Children with Cancer UK

Emma Woodward, University of Manchester
CanCYP: a tool to enable cancer risk prediction in children and young people with a cancer predisposing gene alteration 

This study will use hereditary genetic tests carried out in the NHS, along with NHS records about cancers that children and young people have already developed and the treatment they received. The aim is to use the information to calculate for a person with a gene alteration that can increase cancer risk, the actual chance of developing a cancer.

Simon Bomken, Newcastle University
Identification of prognostic biomarkers for childhood Burkitt lymphoma through multiomic data integration 

This project will look at how the core Burkitt lymphoma (the most common childhood non-Hodgkin lymphoma) transcriptome differs from normal germinal states. Using highly curated clinical cohort of childhood sBL cases to identify relapse associated transcriptional features and investigate their potential as risk-stratification biomarkers. Integration of multiomic data from rare sBL patient samples will provide an understanding of the transcriptome of this disease and a novel dataset for future additional integration.
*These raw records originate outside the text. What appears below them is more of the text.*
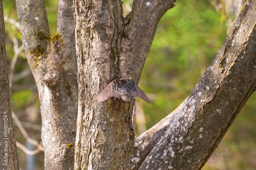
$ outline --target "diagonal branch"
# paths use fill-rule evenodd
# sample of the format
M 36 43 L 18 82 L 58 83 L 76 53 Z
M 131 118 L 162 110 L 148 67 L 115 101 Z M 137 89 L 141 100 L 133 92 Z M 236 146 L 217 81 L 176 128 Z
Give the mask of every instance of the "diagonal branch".
M 129 23 L 126 28 L 128 37 L 132 42 L 130 44 L 131 51 L 130 56 L 126 59 L 127 61 L 121 64 L 124 65 L 122 67 L 127 67 L 126 72 L 134 72 L 133 77 L 136 81 L 139 80 L 158 22 L 168 9 L 175 6 L 175 2 L 174 0 L 133 2 L 132 12 L 125 19 Z
M 256 2 L 245 3 L 218 53 L 139 169 L 200 169 L 256 89 Z
M 180 111 L 185 100 L 174 111 L 153 127 L 135 138 L 132 157 L 132 169 L 138 169 L 154 148 L 167 127 Z

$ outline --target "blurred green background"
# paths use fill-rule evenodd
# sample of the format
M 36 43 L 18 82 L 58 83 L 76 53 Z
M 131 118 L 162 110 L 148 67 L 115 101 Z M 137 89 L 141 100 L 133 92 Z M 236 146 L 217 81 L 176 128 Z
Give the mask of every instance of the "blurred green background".
M 228 7 L 233 6 L 233 10 L 227 10 L 225 1 L 178 1 L 176 6 L 162 17 L 139 84 L 154 100 L 154 105 L 137 100 L 136 134 L 158 123 L 189 94 L 222 45 L 229 27 L 236 19 L 234 11 L 238 11 L 240 4 L 231 1 Z M 45 2 L 50 33 L 53 34 L 56 29 L 57 1 Z M 41 123 L 38 96 L 24 51 L 17 56 L 14 69 L 11 67 L 15 60 L 15 50 L 22 45 L 18 28 L 8 19 L 18 21 L 15 1 L 4 0 L 3 3 L 4 14 L 8 17 L 7 63 L 9 74 L 13 77 L 12 109 L 30 137 L 40 142 Z M 132 1 L 124 1 L 124 16 L 131 10 L 132 4 Z M 256 169 L 255 102 L 254 93 L 203 169 Z M 26 139 L 16 126 L 14 128 L 16 140 L 26 146 Z M 32 167 L 28 166 L 26 154 L 19 148 L 18 152 L 21 169 L 44 169 L 42 152 L 33 157 Z

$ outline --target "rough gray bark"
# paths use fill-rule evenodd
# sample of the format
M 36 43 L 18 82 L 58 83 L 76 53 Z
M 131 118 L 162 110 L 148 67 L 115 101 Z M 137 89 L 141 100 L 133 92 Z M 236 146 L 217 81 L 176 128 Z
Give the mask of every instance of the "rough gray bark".
M 0 169 L 19 169 L 13 132 L 10 85 L 5 52 L 5 21 L 3 1 L 0 1 Z
M 170 122 L 179 113 L 185 101 L 153 127 L 135 137 L 134 149 L 132 155 L 132 169 L 138 169 L 140 167 Z
M 243 9 L 211 64 L 139 169 L 200 169 L 256 89 L 255 1 Z
M 44 1 L 16 2 L 23 43 L 38 89 L 45 169 L 72 169 L 78 86 L 72 1 L 59 1 L 57 32 L 52 36 Z
M 75 169 L 131 168 L 134 100 L 91 101 L 115 78 L 138 83 L 157 24 L 174 3 L 135 0 L 123 18 L 120 0 L 74 1 L 79 86 Z

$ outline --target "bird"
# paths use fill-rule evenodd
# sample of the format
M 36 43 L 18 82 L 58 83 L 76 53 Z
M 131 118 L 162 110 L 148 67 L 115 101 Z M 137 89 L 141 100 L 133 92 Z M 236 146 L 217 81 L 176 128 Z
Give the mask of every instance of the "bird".
M 100 103 L 111 97 L 115 97 L 115 99 L 121 98 L 124 101 L 129 103 L 131 103 L 131 98 L 139 97 L 147 103 L 152 103 L 135 84 L 132 78 L 115 79 L 97 95 L 93 101 Z

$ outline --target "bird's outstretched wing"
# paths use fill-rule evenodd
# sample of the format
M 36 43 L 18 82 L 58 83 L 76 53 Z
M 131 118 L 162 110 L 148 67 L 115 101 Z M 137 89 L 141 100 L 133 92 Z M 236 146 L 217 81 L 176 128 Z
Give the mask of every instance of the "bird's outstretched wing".
M 132 98 L 135 98 L 136 97 L 139 97 L 147 103 L 152 103 L 152 101 L 146 96 L 146 94 L 140 89 L 140 88 L 136 85 L 136 87 L 137 88 L 136 91 L 132 91 L 131 93 L 131 96 Z
M 111 97 L 121 98 L 121 93 L 112 89 L 112 86 L 113 83 L 113 82 L 112 82 L 109 84 L 101 92 L 93 98 L 93 101 L 96 101 L 100 103 Z

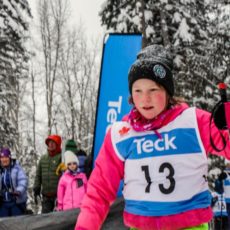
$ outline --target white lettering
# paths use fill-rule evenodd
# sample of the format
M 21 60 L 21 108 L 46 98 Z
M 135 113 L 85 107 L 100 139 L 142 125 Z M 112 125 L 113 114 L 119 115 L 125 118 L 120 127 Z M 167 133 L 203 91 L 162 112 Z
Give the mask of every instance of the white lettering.
M 109 107 L 115 107 L 118 110 L 118 113 L 121 112 L 121 102 L 122 102 L 122 96 L 119 96 L 118 101 L 109 101 L 108 105 Z

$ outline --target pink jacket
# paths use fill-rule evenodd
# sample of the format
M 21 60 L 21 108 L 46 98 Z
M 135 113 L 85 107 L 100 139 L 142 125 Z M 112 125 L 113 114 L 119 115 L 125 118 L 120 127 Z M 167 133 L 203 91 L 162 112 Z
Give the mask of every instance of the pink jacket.
M 174 109 L 167 123 L 173 121 L 186 108 L 186 105 L 182 105 L 179 108 L 177 107 Z M 222 141 L 219 135 L 219 130 L 215 125 L 212 124 L 211 129 L 209 128 L 210 113 L 196 109 L 196 117 L 205 151 L 229 159 L 229 133 L 223 131 L 225 139 L 228 140 L 225 150 L 222 152 L 216 152 L 210 144 L 210 130 L 215 144 L 218 143 L 217 147 L 221 148 Z M 111 131 L 109 130 L 88 182 L 87 195 L 84 197 L 81 213 L 78 216 L 75 230 L 100 229 L 109 212 L 110 205 L 116 199 L 120 180 L 124 178 L 124 162 L 117 157 L 111 139 Z M 211 219 L 212 210 L 209 207 L 159 217 L 133 215 L 124 211 L 125 225 L 135 225 L 140 230 L 178 230 L 207 223 Z
M 84 173 L 73 175 L 67 170 L 58 183 L 57 209 L 61 211 L 79 208 L 86 189 L 86 175 Z

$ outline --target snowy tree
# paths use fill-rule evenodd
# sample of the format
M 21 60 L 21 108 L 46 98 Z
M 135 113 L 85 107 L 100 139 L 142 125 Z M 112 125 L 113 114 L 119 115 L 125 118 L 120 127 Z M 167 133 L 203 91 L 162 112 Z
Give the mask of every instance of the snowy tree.
M 216 40 L 222 41 L 221 30 L 226 28 L 229 31 L 227 1 L 108 0 L 102 6 L 100 15 L 102 25 L 109 31 L 141 32 L 147 44 L 157 43 L 171 48 L 175 57 L 174 78 L 179 96 L 205 109 L 212 108 L 217 102 L 216 83 L 223 78 L 217 77 L 215 72 L 226 69 L 229 58 L 216 49 L 214 43 Z M 210 20 L 211 16 L 219 20 Z M 210 36 L 214 28 L 219 28 L 219 32 Z M 226 36 L 229 32 L 226 31 L 225 39 L 229 41 L 229 35 Z M 222 50 L 226 54 L 230 51 L 227 46 Z M 213 55 L 215 60 L 217 56 L 222 60 L 221 68 L 217 63 L 210 66 Z
M 19 150 L 20 79 L 27 77 L 28 20 L 26 0 L 0 1 L 0 145 Z

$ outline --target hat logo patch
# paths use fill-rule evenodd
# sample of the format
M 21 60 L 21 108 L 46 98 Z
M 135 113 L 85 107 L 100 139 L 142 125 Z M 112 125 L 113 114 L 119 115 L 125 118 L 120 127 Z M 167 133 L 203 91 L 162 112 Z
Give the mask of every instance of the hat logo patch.
M 164 78 L 166 76 L 166 70 L 162 65 L 154 65 L 153 72 L 156 77 Z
Maria Hawkins, University College London
PROVIDENTIA 1000 Proton and radiation data combined with biology, imaging and long term outcomes to advance radiation combined modality treatments in CYP 

The project will assemble a comprehensive database of 1000 children and young people treated with radiation (proton and photon) focussing on brain malignancies to answer 3 questions: Can we refine radiation indications to improve outcomes using unbiased molecular and imaging data? Can we propose new solutions to mitigate toxicity development? Can we use AI to generate high-fidelity virtual synthetic data on a relatively limited real-world dataset?
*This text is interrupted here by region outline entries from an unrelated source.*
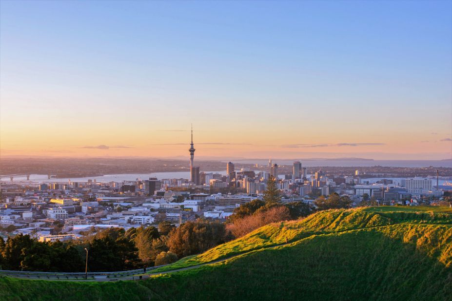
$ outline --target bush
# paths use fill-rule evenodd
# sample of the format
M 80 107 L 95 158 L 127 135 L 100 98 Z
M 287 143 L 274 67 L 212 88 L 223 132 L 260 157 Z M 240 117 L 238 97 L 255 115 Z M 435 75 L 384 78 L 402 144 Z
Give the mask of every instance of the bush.
M 177 255 L 172 252 L 162 252 L 156 258 L 156 266 L 169 264 L 177 261 Z
M 287 207 L 275 206 L 237 219 L 234 224 L 227 225 L 227 229 L 236 238 L 238 238 L 271 223 L 289 220 L 290 217 L 290 211 Z

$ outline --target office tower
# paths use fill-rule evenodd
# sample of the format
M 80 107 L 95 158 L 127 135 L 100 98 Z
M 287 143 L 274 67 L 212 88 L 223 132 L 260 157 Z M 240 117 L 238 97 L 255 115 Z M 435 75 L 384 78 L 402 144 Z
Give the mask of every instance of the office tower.
M 234 164 L 232 162 L 228 162 L 228 164 L 226 164 L 226 173 L 231 179 L 233 179 L 234 177 L 231 177 L 231 174 L 234 172 L 235 169 Z
M 201 185 L 201 177 L 199 175 L 199 168 L 193 167 L 190 170 L 190 181 L 195 185 Z
M 270 169 L 270 176 L 277 179 L 278 178 L 278 165 L 275 163 Z
M 330 187 L 325 185 L 322 188 L 322 195 L 328 195 L 330 194 Z
M 194 181 L 194 179 L 192 177 L 192 175 L 193 174 L 193 171 L 192 170 L 194 167 L 193 166 L 193 158 L 195 157 L 195 151 L 196 150 L 195 149 L 195 147 L 193 146 L 193 126 L 192 125 L 192 142 L 190 144 L 190 149 L 188 149 L 188 151 L 190 152 L 190 181 L 192 183 L 195 183 Z M 198 173 L 199 173 L 199 169 L 198 169 Z
M 161 181 L 157 180 L 157 178 L 149 178 L 144 181 L 144 193 L 147 196 L 154 195 L 156 190 L 160 190 L 161 188 Z
M 256 193 L 256 191 L 258 190 L 259 183 L 253 181 L 247 182 L 246 183 L 246 193 Z
M 292 172 L 293 179 L 300 179 L 301 178 L 301 163 L 299 161 L 294 161 L 294 170 Z
M 432 190 L 431 179 L 414 178 L 407 179 L 406 181 L 405 185 L 407 192 L 420 193 L 424 190 Z

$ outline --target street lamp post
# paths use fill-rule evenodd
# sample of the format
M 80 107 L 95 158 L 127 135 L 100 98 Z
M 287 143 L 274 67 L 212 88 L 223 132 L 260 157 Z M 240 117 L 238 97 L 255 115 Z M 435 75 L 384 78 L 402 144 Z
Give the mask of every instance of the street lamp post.
M 85 265 L 85 280 L 88 280 L 88 249 L 85 248 L 86 251 L 86 264 Z

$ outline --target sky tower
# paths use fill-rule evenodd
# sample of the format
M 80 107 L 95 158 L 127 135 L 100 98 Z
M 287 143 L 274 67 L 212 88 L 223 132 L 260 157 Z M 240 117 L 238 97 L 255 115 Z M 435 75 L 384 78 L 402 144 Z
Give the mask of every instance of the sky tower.
M 188 151 L 190 152 L 190 181 L 191 182 L 193 182 L 194 180 L 193 179 L 193 172 L 192 170 L 193 169 L 193 158 L 195 157 L 195 151 L 196 150 L 195 149 L 195 148 L 193 147 L 193 125 L 192 124 L 192 143 L 190 144 L 190 149 L 188 149 Z

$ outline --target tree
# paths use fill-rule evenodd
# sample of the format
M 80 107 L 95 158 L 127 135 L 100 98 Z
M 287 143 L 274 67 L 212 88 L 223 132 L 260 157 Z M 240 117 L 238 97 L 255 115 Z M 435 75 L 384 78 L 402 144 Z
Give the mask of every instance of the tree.
M 313 212 L 312 207 L 303 202 L 293 202 L 284 206 L 289 209 L 290 218 L 292 220 L 308 216 Z
M 147 263 L 151 261 L 152 241 L 159 236 L 158 231 L 155 227 L 144 228 L 142 226 L 137 229 L 134 241 L 138 249 L 138 257 L 141 261 Z
M 176 226 L 172 225 L 171 222 L 163 221 L 158 224 L 158 232 L 161 235 L 167 235 Z
M 90 243 L 88 268 L 92 271 L 114 271 L 138 265 L 138 250 L 133 241 L 109 236 L 94 238 Z
M 347 196 L 339 196 L 337 193 L 333 192 L 328 198 L 321 195 L 314 201 L 314 204 L 319 210 L 328 210 L 349 208 L 352 201 Z
M 265 206 L 265 202 L 258 199 L 254 200 L 249 203 L 242 204 L 234 209 L 232 215 L 228 219 L 228 222 L 233 223 L 236 219 L 252 215 L 258 209 Z
M 225 225 L 199 219 L 188 221 L 173 229 L 167 245 L 179 258 L 198 254 L 222 244 L 226 236 Z
M 3 258 L 3 251 L 5 249 L 5 241 L 0 237 L 0 270 L 3 269 L 4 260 Z
M 156 266 L 163 265 L 177 261 L 177 255 L 172 252 L 162 252 L 156 258 Z
M 252 215 L 237 219 L 234 224 L 227 225 L 227 229 L 236 238 L 240 237 L 271 223 L 290 219 L 290 212 L 285 206 L 275 206 L 270 209 L 258 211 Z
M 267 204 L 276 204 L 281 201 L 281 193 L 276 185 L 276 179 L 270 177 L 267 181 L 267 188 L 264 191 L 264 201 Z
M 24 253 L 31 248 L 35 241 L 29 235 L 18 234 L 8 238 L 2 252 L 4 261 L 3 268 L 7 270 L 21 269 L 21 262 L 24 259 Z M 22 251 L 25 250 L 25 252 Z

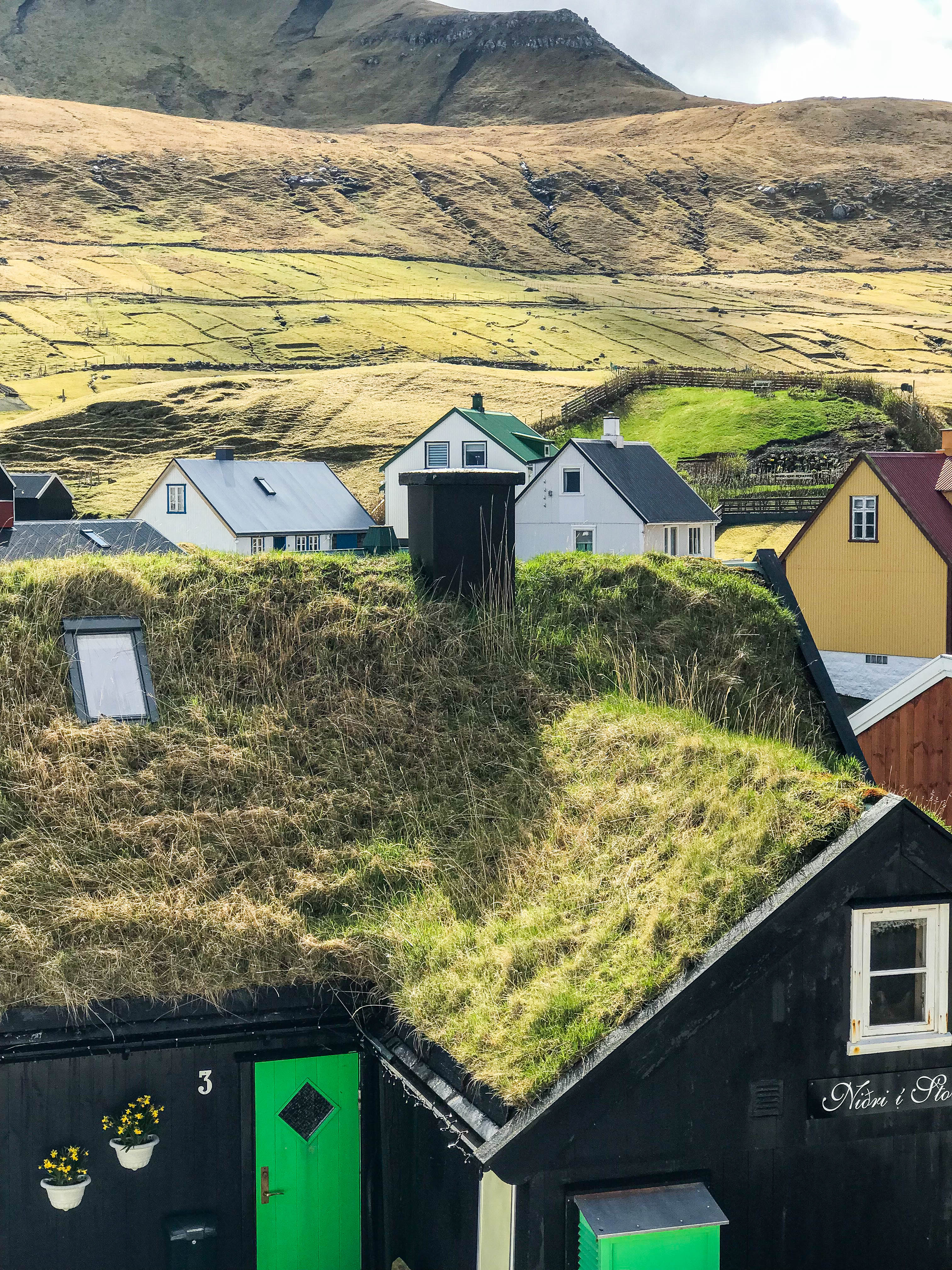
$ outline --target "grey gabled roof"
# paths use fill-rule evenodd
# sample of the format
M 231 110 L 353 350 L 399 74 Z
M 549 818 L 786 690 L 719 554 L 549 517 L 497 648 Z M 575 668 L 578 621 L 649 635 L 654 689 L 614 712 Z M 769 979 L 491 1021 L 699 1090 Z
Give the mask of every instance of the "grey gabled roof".
M 168 555 L 178 550 L 174 542 L 145 521 L 23 521 L 11 530 L 0 531 L 0 564 L 50 556 L 118 555 L 122 551 Z
M 647 441 L 626 441 L 616 450 L 611 441 L 569 442 L 588 458 L 646 525 L 716 521 L 717 516 Z
M 368 530 L 374 522 L 326 464 L 258 458 L 178 458 L 232 533 Z M 267 481 L 267 494 L 256 478 Z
Benjamin Hall, University College London
Elucidating the molecular pathways to relapse in childhood leukaemia through computational modelling

The project will use computational modelling, combining the gene levels with information about how genes interact, to build simulations that can predict the behaviour of cancer cells and exploit these models to find differences associated with poor patient outcomes and in turn to predict vulnerabilities that we might target to improve treatments.